For Example 2 /​ Prop 35, would this model also work? Define W to be the factor corresponding to the question "are the second and third bits equal or not?" Then ((\Omega, {X, V, W }), \text{id}) is a model of \Omega. I believe this is consistent with D: For O={(X,V,{\Omega}),(X,Z,Y),(V,Z,Y)}: We have h^F(X) = { X } and h^F(V) = { V } for the first condition. We have h^F(X \mid Y) = { X } and h^F(Z \mid Y) = { W } for the second condition. We have h^F(V \mid Y) = { V } and h^F(Z \mid Y) = { W } for the third condition. For* N={(X,Z,{\Omega}),(V,Z,{\Omega}),(Z,Z,Y)}.* We have h^F(Z) = { X, V, W } for the first and second conditions. We have h^F(Z \mid Y) = { W } for the third condition.

Comment

https://www.lesswrong.com/posts/hePucCfKyiRHECz3e/finite-factored-sets-inferring-time?commentId=NXEyEABFiMc57dtd9

I think that works, I didn’t look very hard.

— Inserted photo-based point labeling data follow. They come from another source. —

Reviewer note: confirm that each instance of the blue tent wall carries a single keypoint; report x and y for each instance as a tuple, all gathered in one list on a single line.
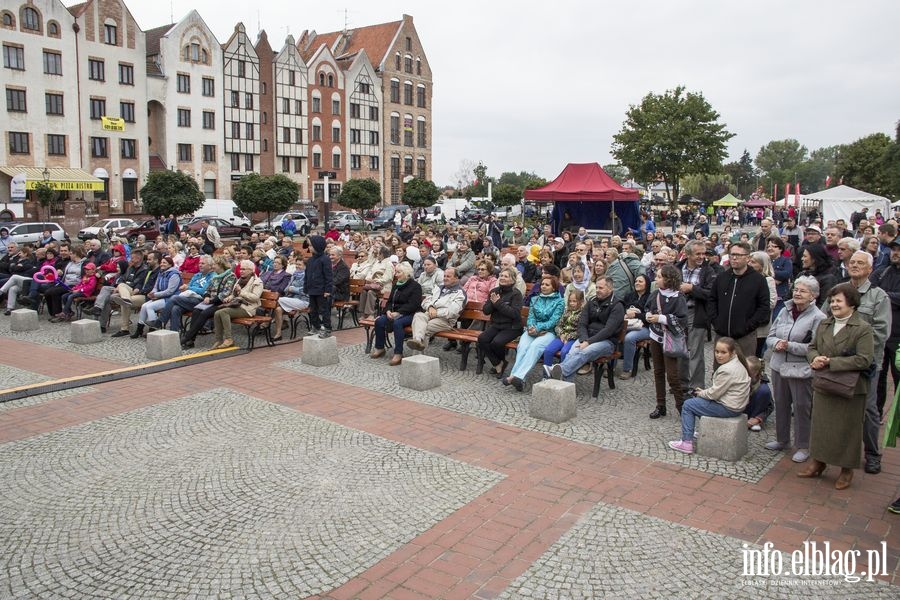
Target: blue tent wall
[(593, 214)]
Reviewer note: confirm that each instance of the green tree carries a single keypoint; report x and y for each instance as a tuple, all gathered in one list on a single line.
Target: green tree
[(506, 194), (269, 194), (420, 192), (779, 161), (361, 194), (669, 136), (171, 193), (861, 164)]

Yore histories of X given Y and V given Y are wrong, but it doesn’t change the conclusion.

Comment

Yeah, both of those should be { X, V }, if I’m not mistaken (a second time).

Comment

Yeah, also note that the history of X given Y is not actually a well defined concept. There is only the history of X given y for y\in Y. You could define it to be the union of all of those, but that would not actually be used in the definition of orthogonality. In this case h^F(X|y), h^F(V|y), and h^F(Z|y) are all independent of choice of y\in Y, but in general, you should be careful about that.

Comment

Yeah, fair point. (I did get this right in the summary; turns out if you try to explain things from first principles it becomes blindingly obvious what you should and shouldn’t be doing.)